On a related matter, the increasing use of new therapies is transforming the landscape of clinical oncology practice due to the emergence of novel toxicity profiles that differ from those of classic cancer treatment. Most adverse effects related to treatment modalities such as immunotherapy or targeted therapy are mild and reversible if addressed promptly12,13. However, certain toxicities, including adrenal insufficiency, hepatitis, myocarditis, encephalitis, pneumonitis, Stevens-Johnson syndrome/toxic epidermal necrolysis, and drug reaction with eosinophilia and systemic symptoms (DRESS), could be life threatening and highlight the importance of observant clinical suspicion12,13. Moreover, others such as endocrinopathies and rheumatologic adverse effects might cause permanent organ dysfunction and require chronic or lifelong treatment12,13. Besides, since these agents can be prescribed as combination therapy in certain cases, proficiency on their possible toxicities is paramount to recognize properly the effects that need focused management and should not be ascribed to other treatments such as chemotherapy12. In addition, while modern immunotherapy and targeted therapies are currently used mostly in advanced settings, they are progressively becoming approved options for earlier cancer stages12,13. Thus, oncologists are increasingly facing toxicities that were previously rarely observed in oncologic patients and that require timely identification and specific management13. Furthermore, with broader approval of these drugs for early malignancies, a greater volume of patients will be exposed to their possible adverse effects, resulting in a larger toxicity burden.

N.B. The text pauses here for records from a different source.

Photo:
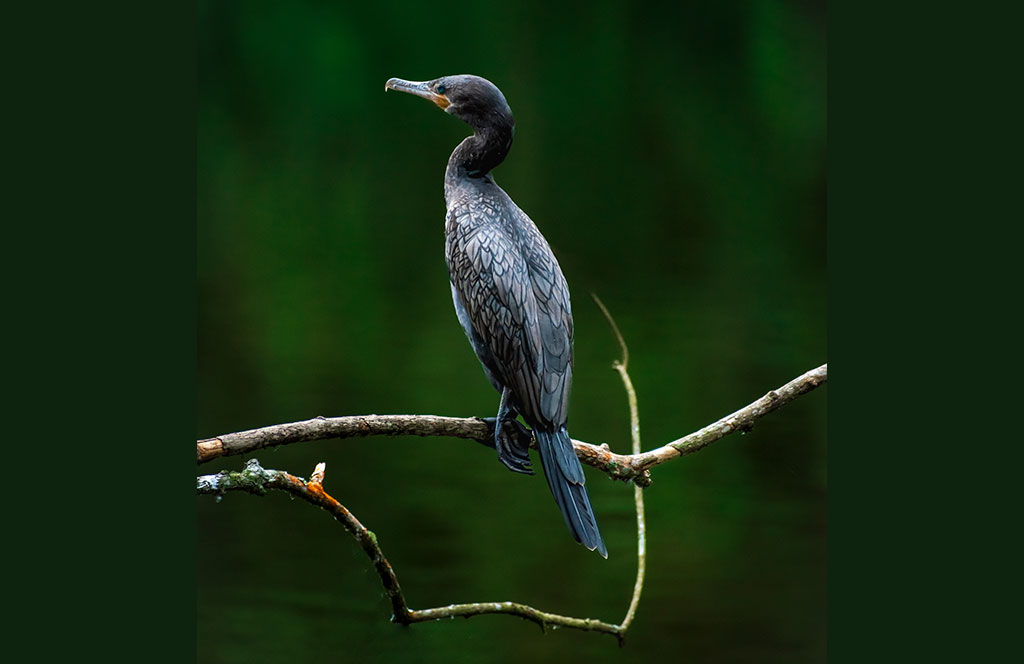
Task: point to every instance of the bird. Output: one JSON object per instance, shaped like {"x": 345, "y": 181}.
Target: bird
{"x": 510, "y": 296}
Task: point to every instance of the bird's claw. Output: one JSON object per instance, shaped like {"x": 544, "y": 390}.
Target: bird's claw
{"x": 513, "y": 447}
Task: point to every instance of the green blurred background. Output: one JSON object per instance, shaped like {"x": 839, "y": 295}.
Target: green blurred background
{"x": 674, "y": 156}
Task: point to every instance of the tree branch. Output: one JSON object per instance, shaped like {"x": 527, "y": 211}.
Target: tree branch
{"x": 632, "y": 467}
{"x": 256, "y": 480}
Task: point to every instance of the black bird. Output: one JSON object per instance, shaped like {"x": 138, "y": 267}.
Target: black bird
{"x": 510, "y": 295}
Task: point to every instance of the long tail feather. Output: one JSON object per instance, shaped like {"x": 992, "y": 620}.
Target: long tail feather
{"x": 565, "y": 479}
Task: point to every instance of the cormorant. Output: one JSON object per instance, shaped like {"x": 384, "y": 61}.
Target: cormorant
{"x": 510, "y": 295}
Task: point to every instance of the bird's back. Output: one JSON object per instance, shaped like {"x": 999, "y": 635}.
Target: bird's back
{"x": 516, "y": 300}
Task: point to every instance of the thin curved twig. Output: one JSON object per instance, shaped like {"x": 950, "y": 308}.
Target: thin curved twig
{"x": 256, "y": 480}
{"x": 622, "y": 367}
{"x": 631, "y": 467}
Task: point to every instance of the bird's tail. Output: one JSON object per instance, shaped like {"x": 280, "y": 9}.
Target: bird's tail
{"x": 564, "y": 474}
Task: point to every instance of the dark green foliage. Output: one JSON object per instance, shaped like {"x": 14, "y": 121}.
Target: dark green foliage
{"x": 674, "y": 157}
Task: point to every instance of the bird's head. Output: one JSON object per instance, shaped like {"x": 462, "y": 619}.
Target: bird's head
{"x": 471, "y": 98}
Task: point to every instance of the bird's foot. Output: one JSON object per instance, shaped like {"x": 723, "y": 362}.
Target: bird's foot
{"x": 512, "y": 443}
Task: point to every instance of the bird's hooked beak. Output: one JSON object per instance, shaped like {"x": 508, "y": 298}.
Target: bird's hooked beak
{"x": 419, "y": 88}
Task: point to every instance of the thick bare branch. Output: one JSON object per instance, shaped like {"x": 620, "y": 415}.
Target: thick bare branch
{"x": 634, "y": 467}
{"x": 256, "y": 480}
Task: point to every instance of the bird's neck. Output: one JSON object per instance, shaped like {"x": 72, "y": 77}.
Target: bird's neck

In young patients, toxicities associated with new therapies might be especially challenging considering the rising prevalence of diverse types of cancer14. Particularly, serious and long-term adverse effects could have an important and prolonged negative impact on these patients’ overall health and quality of life due to their early age and continuously longer survival times12. Hence, it is imperative for oncologists to become familiar with these therapies’ unique toxicity profiles. Some of the most relevant oncology associations such as ASCO and NCCN have recommended updated oncologists’ knowledge and training, as well as vigilant monitoring and multidisciplinary toxicity team management for integral patient care whenever these therapies are used15,16. In addition, patient education about the serious adverse effects they might experience could facilitate toxicity identification and management15,16. These strategies might prove crucial to improve patient outcomes and well-being. Also related to oncologic treatment toxicities, the well-known risk of infertility remains one of the main challenges encountered when providing care for young women with cancer and is a special concern that oncologists should address. In contrast to past decades, oncofertility is now an established field of medicine and a health-care quality standard for young adults undergoing cancer therapy17. Several options are currently available for this age group, as fertility preservation strategies have evolved from surgical procedures aimed to diminish radiation gonadotoxicity, to oocyte/embryo cryopreservation, ovarian tissue freezing, temporary ovarian suppression with GnRH analogs during chemotherapy, and even uterine transplantation18,19. Furthermore, novel fertility-protective treatments which could be administered before or during gonadotoxic treatment are under development to prevent permanent damage to ovarian tissue18,20,21.

Nonetheless, fertility preservation strategies – except for uterine transplantation – depend on the availability of a functional female reproductive system. This is particularly relevant for many patients with gynecological cancers, in which standard-of-care hystero-oophorectomy leads to permanent fertility loss. To overcome this limitation, studies on biomaterials have been actively conducted18. Researchers have attempted to develop long-lasting transplantable reproductive tissues through the use of biomaterials arising from different cell sources (such as stem cells or endometrial cells) and paracrine factors18,20,22. Therefore, in coming years, updated knowledge and timely referral will be essential for oncologists to help young women with cancer navigate through the diverse fertility preservation options that are becoming available.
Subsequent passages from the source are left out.